Quick ASCII Art Table Generator: From Simple Grids to Complex Layouts
ASCII art tables are a lightweight, portable way to present structured data in plain text — perfect for README files, terminal output, logs, or any context where plain text is required. This guide shows how to build a quick ASCII table generator, starting with simple grids and progressing to complex layouts with alignment, padding, and optional borders.
1 — Core design decisions
- Cell content: plain text (no markup).
- Column widths: determined by the longest cell in each column or a user-specified width.
- Alignment: left, center, right per column.
- Padding: spaces inside cells (default: 1 on each side).
- Borders: none, single-line (─│┌┐└┘├┤┬┴┼), or simple ASCII (+-+|).
- Wrapping: truncate or wrap long content.
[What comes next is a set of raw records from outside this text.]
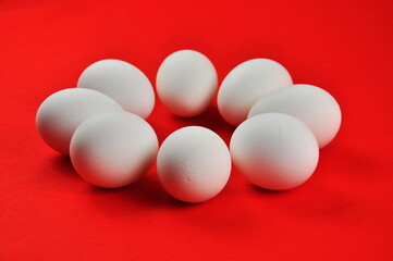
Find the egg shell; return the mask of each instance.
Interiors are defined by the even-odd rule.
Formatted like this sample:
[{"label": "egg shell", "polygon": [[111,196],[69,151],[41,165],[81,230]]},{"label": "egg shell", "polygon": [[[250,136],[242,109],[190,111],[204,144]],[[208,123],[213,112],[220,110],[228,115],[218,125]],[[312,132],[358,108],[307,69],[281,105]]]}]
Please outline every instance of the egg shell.
[{"label": "egg shell", "polygon": [[78,88],[100,91],[119,102],[125,111],[146,119],[155,107],[149,79],[136,66],[116,59],[89,65],[79,76]]},{"label": "egg shell", "polygon": [[217,196],[231,174],[231,154],[216,133],[189,126],[172,133],[161,145],[157,173],[163,188],[185,202]]},{"label": "egg shell", "polygon": [[105,113],[82,123],[75,130],[70,157],[86,182],[118,188],[136,182],[156,160],[158,139],[142,117],[128,113]]},{"label": "egg shell", "polygon": [[222,82],[218,108],[222,117],[233,126],[247,119],[254,103],[267,94],[292,85],[290,73],[269,59],[253,59],[234,67]]},{"label": "egg shell", "polygon": [[202,113],[217,91],[217,72],[200,52],[181,50],[170,54],[157,73],[157,92],[162,103],[183,117]]},{"label": "egg shell", "polygon": [[328,145],[341,126],[339,103],[328,91],[312,85],[293,85],[263,96],[248,117],[266,112],[287,113],[302,120],[312,130],[319,148]]},{"label": "egg shell", "polygon": [[300,120],[283,113],[246,120],[233,133],[230,148],[234,165],[249,182],[273,190],[306,182],[319,159],[312,132]]},{"label": "egg shell", "polygon": [[69,154],[70,140],[76,127],[90,116],[123,111],[110,97],[90,89],[70,88],[49,96],[39,107],[36,126],[52,149]]}]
Default: truncate.
2 — Simple generator algorithm (conceptual)
- Read rows as arrays of strings; infer number of columns from the widest row.
- Normalize rows: fill missing cells with empty strings.
- Compute column widths: for each column, width = max(length(cell)) + 2*padding, or use specified width.
- For each row, for each cell:
- Apply alignment (left/center/right).
- Pad to column width.
- Render:
- Optional top border row.
- For each row: join cells with vertical separators.
- Optional separator between header and body.
- Optional bottom border.
3 — Example output styles
- Minimal (no borders) Name Age City Alice 30 Seattle
- Simple ASCII borders (+-|): +——–+—–+———+ | Name | Age | City | +——–+—–+———+ | Alice | 30 | Seattle | +——–+—–+———+
- Unicode box-drawing: ┌────────┬─────┬─────────┐ │ Name │ Age │ City │ ├────────┼─────┼─────────┤ │ Alice │ 30 │ Seattle │ └────────┴─────┴─────────┘
4 — Handling alignment, padding, and wrapping
- Alignment: compute left padding and right padding:
- left: left pad = padding, right pad = colWidth – padding – len(cell)
- center: split remaining spaces evenly
- right: left pad = colWidth – padding – len(cell), right pad = padding
- Wrapping: if wrapping enabled, break long strings into multiple lines per cell and increase row height accordingly; render each subline as its own line within the row.
- Truncation: replace overflow with “…” or cut exactly to fit.
5 — Advanced features
- Per-column formats (numbers right-aligned, monospace code fixed-width).
- Row or cell merging (colspan/rowspan) — requires calculating spanning widths and rendering with multi-line cells and adjusted borders.
- Color support using ANSI escape codes — applied to cell content only (do not count escapes when measuring width).
- Export modes: plain text, Markdown (| pipe tables), or HTML.
6 — Minimal implementation sketch (pseudocode)
- Parse input rows → normalize columns.
- widths = max cell lengths per column + 2*padding.
- renderBorder(kind, widths): build using chosen characters.
- renderRow(row): for each cell, align and pad; join with separators.
- assemble table: optional top border, header row, optional header separator, body rows, bottom border.
7 — Performance and edge cases
- Very wide tables: consider wrapping or horizontal scrolling.
- Non-printable/ANSI sequences: strip for measurement, preserve in output.
- Mixed character widths (CJK): measure display width, not byte length.